Die gewonnene Zeit nutzt die Betriebswirtin, um einen neuen Mandanten willkommen zu heißen, erste Fragen zu beantworten und beim Ausfüllen des Mandantenfragebogen zu helfen. Der Mandantenfragebogen ist eines der wenigen Papierstücke, die noch in der Kanzlei vorhanden sind. Auch echte Bücher sind Mangelware, denn seine Fachliteratur konsultiert Rechtsanwalt Krziminski in einer Datenbank.

Statt hoher Regalwände zieren Panoramabilder von Regensburg die Büroräume. „Ich finde es schön, dass es hier gar nicht so sehr nach Kanzlei aussieht”, sagt Sandrina Reicherseder, „und ich glaube, das empfinden unsere Mandanten auch so.”

Wenn die Mandanten nicht persönlich in die Kanzlei kommen, rufen sie an, um zum Beispiel Auskunft zu einer laufenden Sache zu erhalten. Auch hier reicht Reicherseder ein Klick auf das Aktenzeichen oder den Mandantennamen, und sie hat alle Daten übersichtlich vor sich.

Schlanke Personalplanung

Auch die Buchhaltung und die Kasse sind Tätigkeiten, um die sich Sandrina Reicherseder allein kümmert. Ist es Fremdgeld, dass eine Versicherung bezahlt hat und das an den Mandanten weitergegeben werden muss oder sind es Honorare für die Kanzlei? Dank der in Actaport integrierten Finanzbuchhaltungssoftware ist auch das eine Sache von jeweils wenigen Minuten.

„Früher habe ich pro Tag fünfzig Handakten und Aktenordner durchs Büro getragen, und sie abends wieder weggeräumt. Heute reichen zwei Klicks und ich habe Feierabend.“Sandrina Reicherseder, Assistentin der Geschäftsführung, Kanzlei VVV Recht

Mittags erledigt Sandrina Reicherseder die per Kurier gebrachte Post. Es folgt die gleiche Prozedur wie am Morgen, mit Einscannen und dem Verakten der Schreiben. Pünktlich um 17 Uhr macht sie das Büro zu und es beginnt die Freizeit mit Sport und einem Getränk mit Freunden in der schönen Regensburger Altstadt. Bei schönem Wetter gerne in einem der zahlreichen Straßencafés.

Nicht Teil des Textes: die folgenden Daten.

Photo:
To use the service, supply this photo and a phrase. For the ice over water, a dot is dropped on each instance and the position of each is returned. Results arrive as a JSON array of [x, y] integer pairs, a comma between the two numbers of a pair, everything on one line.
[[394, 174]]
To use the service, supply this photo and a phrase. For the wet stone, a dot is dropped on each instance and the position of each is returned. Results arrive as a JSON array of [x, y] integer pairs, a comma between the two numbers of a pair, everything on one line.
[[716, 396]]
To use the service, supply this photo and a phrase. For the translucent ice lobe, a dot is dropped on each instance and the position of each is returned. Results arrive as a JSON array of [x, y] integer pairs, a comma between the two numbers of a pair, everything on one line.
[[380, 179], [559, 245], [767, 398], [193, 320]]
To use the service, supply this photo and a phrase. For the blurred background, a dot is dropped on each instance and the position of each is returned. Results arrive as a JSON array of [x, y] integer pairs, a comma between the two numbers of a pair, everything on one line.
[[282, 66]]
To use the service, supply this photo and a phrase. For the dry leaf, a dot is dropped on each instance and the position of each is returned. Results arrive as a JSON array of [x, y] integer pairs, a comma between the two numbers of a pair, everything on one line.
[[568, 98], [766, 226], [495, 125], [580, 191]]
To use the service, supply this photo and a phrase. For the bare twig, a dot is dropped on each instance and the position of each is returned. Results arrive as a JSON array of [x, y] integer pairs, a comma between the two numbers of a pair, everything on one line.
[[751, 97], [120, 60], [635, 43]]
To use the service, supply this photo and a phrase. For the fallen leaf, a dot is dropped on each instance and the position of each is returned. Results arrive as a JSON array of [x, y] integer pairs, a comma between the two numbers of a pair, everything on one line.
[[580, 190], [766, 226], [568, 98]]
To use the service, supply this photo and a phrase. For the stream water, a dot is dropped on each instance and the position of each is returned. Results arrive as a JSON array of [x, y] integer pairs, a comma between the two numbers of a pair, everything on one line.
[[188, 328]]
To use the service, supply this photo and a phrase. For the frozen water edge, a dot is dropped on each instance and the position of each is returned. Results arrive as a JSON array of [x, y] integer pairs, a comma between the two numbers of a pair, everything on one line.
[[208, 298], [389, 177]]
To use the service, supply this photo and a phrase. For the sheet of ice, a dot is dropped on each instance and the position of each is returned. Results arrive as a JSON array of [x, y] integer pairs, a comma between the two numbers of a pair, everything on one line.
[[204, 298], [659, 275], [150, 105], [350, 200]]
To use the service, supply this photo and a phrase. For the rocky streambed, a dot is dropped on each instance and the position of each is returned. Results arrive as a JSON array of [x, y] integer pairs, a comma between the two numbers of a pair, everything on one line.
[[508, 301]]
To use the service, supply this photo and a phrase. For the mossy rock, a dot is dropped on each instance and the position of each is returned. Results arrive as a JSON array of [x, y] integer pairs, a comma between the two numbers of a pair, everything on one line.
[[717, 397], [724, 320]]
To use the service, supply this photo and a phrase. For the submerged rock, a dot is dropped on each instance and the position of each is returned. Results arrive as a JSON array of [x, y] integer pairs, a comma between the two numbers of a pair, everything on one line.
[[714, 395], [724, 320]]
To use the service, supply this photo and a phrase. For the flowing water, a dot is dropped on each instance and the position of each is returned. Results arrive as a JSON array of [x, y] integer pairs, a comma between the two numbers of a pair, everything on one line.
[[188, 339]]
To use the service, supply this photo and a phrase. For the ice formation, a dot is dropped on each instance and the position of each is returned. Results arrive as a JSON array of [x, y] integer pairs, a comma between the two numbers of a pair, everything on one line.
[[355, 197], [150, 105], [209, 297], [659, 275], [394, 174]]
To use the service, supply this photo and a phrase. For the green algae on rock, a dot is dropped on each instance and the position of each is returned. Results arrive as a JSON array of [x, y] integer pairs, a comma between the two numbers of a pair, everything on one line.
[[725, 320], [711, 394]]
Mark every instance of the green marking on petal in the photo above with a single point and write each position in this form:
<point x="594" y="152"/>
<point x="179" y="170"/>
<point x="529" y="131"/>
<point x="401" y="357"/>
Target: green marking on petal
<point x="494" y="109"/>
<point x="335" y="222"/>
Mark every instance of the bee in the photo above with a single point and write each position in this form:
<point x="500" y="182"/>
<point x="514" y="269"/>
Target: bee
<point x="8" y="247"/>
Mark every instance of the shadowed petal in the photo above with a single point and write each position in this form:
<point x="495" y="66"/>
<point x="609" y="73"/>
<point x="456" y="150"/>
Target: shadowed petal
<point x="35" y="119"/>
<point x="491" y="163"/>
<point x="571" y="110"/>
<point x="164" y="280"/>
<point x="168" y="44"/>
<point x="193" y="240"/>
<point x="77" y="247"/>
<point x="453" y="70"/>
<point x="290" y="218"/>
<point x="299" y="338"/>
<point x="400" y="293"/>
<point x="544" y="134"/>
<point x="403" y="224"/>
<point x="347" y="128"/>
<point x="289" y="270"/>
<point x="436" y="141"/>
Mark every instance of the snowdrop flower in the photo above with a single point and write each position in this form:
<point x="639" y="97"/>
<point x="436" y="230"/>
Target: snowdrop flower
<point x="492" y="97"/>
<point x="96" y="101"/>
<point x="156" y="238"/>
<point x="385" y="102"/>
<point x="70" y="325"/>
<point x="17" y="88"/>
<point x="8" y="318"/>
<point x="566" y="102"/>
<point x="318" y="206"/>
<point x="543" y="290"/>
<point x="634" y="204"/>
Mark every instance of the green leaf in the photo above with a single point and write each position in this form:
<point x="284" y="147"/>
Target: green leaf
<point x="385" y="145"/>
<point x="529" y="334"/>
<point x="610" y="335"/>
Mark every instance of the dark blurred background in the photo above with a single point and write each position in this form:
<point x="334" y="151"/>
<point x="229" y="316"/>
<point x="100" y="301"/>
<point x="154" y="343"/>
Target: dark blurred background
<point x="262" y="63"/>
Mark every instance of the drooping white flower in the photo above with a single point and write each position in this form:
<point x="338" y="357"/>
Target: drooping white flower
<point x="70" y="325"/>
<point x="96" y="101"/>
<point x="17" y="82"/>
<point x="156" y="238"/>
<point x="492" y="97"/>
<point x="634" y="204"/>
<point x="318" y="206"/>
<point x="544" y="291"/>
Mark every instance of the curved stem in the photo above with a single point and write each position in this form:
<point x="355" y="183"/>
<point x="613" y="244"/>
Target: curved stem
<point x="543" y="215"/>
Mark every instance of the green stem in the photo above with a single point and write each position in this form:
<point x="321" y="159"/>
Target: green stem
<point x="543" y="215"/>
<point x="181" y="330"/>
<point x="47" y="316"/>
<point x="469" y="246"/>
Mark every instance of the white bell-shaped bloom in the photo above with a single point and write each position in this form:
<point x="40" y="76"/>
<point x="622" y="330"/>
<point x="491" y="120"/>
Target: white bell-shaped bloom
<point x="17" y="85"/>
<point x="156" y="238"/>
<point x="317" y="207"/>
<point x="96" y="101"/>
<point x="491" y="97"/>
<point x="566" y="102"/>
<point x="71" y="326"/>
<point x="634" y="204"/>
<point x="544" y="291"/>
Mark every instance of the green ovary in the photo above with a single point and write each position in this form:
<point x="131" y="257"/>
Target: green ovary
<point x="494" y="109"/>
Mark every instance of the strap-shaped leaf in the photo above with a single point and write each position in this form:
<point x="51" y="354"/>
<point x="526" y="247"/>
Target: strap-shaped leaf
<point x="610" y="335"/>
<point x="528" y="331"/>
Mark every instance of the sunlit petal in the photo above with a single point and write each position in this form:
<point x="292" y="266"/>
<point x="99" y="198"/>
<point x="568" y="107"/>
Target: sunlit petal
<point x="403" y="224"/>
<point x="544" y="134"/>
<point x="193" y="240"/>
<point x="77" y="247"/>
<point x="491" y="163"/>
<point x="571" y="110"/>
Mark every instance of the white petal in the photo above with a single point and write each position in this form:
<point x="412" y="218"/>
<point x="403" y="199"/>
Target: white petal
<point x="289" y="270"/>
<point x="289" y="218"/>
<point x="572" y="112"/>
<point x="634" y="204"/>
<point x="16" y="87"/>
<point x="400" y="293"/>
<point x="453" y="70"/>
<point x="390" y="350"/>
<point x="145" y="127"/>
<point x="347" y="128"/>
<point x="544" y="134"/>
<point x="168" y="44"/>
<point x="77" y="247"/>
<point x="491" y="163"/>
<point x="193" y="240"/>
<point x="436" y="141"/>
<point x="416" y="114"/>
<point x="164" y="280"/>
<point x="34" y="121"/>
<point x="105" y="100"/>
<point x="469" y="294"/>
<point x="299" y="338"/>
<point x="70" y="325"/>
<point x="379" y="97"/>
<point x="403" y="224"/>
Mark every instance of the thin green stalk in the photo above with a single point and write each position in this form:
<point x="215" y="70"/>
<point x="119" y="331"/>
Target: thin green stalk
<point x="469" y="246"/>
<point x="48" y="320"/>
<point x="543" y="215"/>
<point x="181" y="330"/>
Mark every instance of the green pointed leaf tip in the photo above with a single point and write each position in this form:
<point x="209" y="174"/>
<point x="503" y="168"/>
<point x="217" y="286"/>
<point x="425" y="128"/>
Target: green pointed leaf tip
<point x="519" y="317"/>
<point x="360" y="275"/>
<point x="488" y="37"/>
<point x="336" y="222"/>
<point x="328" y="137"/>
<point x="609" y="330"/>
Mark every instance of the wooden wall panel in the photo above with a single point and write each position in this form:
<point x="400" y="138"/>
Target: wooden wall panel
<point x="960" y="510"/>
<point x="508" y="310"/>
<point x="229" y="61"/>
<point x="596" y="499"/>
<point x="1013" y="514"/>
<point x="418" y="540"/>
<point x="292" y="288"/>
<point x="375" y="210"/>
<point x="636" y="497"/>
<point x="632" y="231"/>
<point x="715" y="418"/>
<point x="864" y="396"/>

Und was passiert, wenn Sandrina Reicherseder mal nicht im Büro ist? Dank der cloudbasierten Kanzleisoftware kein Problem. Sie arbeitete einfach von zuhause aus. Zwar steht zuhause nur ein Bildschirm und natürlich steht der Scanner für die Post auch nur im Büro. Doch wenn Rechtsanwalt Thomas Krziminski das Einscannen der Post übernimmt, kann sie von zuhause aus den Rest erledigen.

Vermisst sie manchmal das traditionelle Arbeiten mit Diktatkassette und Papier? „Ganz bestimmt nicht”, sagt Sandrina Reicherseder lachend.